Répression des infractions en matière de consommation : L'ABCE dénonce l'obsolescence des lois
Dans la déclaration ci-après, l'Association Burkinabè des Consommateurs des services de communication Electronique (ABCE), dénonce « la léthargie des structures publiques de défense de consommateurs et l'obsolescence des textes en matière de concurrence et de consommation ». Elle attire également l'attention des autorités, non seulement sur « la nécessité de faire des réformes en vue de permettre clairement la saisine des juridictions par les associations de consommateurs », mais aussi sur « la nécessité de mettre en place des mécanismes extrajudiciaires de règlement des différends en matière de consommation ». En sus, elle invite « l'exécutif de la transition (le ministère du commerce) et le Conseil National de la Transition (CNT) à faire des réformes législatives en matière de concurrence et de consommation ».
Suite à la découverte de 1 280 tonnes de boissons périmées dans les entrepôts du groupe OBOUF, l'Association Burkinabè des consommateurs de services de Communication Electronique (ABCE) saisit cette opportunité pour dénoncer la léthargie des structures publiques de défense de consommateurs et l'obsolescence de textes en matière de concurrence et de consommation. Il s'agit de difficultés structurelles liées au secteur de la consommation de manière générale, ce qui motive notre réaction.
D'une part, elle fait constater que la responsabilité de la protection du consommateur incombe principalement à l'Etat à travers ses structures comme le laboratoire national de santé publique, les services du ministère du commerce (dont les inspecteurs doivent être permanents sur le terrain, la Commission Nationale de la Concurrence et de la Consommation, …). Des associations de consommateurs interviennent accessoirement à travers la fonction de veille et d'alerte.

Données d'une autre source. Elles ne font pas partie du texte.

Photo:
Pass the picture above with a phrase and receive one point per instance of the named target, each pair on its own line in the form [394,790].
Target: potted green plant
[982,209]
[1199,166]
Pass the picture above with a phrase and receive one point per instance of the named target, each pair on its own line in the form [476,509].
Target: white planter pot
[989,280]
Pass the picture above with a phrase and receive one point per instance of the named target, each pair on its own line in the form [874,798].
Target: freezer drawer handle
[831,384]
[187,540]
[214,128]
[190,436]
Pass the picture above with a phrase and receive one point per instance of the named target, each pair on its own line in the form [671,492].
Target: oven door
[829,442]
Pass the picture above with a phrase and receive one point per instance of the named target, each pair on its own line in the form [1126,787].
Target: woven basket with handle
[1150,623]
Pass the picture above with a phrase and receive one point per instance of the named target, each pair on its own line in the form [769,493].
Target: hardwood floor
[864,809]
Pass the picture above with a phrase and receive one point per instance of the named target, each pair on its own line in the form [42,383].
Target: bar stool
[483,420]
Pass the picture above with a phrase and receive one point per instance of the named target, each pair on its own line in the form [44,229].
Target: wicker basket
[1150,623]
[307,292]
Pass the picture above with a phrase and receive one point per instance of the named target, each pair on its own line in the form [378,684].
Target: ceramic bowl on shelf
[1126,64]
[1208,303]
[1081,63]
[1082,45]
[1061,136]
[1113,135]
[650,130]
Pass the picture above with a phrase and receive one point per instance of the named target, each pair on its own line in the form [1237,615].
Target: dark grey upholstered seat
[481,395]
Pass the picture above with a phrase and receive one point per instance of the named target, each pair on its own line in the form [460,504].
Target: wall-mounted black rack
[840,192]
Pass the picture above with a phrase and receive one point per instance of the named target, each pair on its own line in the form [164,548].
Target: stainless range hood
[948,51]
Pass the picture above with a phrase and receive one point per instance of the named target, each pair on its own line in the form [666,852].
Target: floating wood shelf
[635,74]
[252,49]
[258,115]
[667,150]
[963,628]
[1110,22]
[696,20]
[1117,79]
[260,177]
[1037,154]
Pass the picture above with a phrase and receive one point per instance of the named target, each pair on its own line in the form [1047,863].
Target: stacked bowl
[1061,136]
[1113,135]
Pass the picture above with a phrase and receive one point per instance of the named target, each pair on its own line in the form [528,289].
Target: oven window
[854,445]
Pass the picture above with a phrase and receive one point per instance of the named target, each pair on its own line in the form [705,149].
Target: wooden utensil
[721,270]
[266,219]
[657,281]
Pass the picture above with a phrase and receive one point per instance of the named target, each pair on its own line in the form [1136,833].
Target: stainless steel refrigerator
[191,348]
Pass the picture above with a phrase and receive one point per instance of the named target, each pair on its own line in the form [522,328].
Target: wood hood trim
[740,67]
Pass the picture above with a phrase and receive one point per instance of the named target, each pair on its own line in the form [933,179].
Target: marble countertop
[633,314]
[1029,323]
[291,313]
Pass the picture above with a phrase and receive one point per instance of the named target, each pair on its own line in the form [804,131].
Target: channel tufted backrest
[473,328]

Les infractions en matière de concurrence et de consommation sont prévues par la loi n°15-94 relative à la concurrence au Burkina Faso et le code de la publicité. Il ressort des articles 40 de la loi n°15-94 et 120 du code de la publicité que les fonctionnaires et agents de l'Etat spécialement commissionnées, procèdent à la constatation par procès-verbaux des infractions prévues par lesdites lois. Ces infractions sont entre autres, la tromperie du consommateur, la publicité mensongère… Or dans la pratique, ces agents qui relèvent du ministère du commerce en arrivent rarement à cet « extrême » nonobstant leur qualité d'Officier de Police judiciaire dans ce domaine. Lorsqu'ils ne sont pas absents sur le marché qu'ils ont obligation de surveiller, ils préfèrent la transaction et la sensibilisation, convaincus de leur devoir d'éviter aux entreprises fautives, la faillite ; abandonnant ainsi leurs attributions à la police nationale et à la gendarmerie nationale qui constatent régulièrement les infractions y relatives (démantèlement d'unités clandestines de fabrique d'huile alimentaire, conditionnement de produits de qualité inférieure dans des emballages de marque qualitative…). Pourtant, ils ne font qu'appuyer les agents spécialisés du domaine.
L'inaction des services du ministère du commerce n'est donc pas liée à l'absence de pratiques illicites sur le marché des biens et services. Soit, ils manquent des moyens (financiers et techniques) pour accomplir leurs missions, soit, ils sont insensibles à la souffrance du consommateur qu'ils ont pourtant l'obligation de protéger. A titre d'illustration, en matière de télécommunication, la publicité mensongère est devenue le sport favori des opérateurs sans qu'aucune structure publique ne s'en préoccupe.
Ils ont certes le droit de transiger avec les fautifs conformément aux articles 49 de la loi n°15-94 et 120 alinéa 3 du code de la publicité. Cependant, si cette transaction met fin aux poursuites, elle n'exclut pas que les faits soient portés à la connaissance de l'opinion publique pour permettre aux consommateurs victimes de saisir la juridiction civile compétente (Tribunal départemental ou d'arrondissement, tribunal d'instance, tribunal de grande instance selon le montant du préjudice) en vue de demander la réparation du préjudice subi.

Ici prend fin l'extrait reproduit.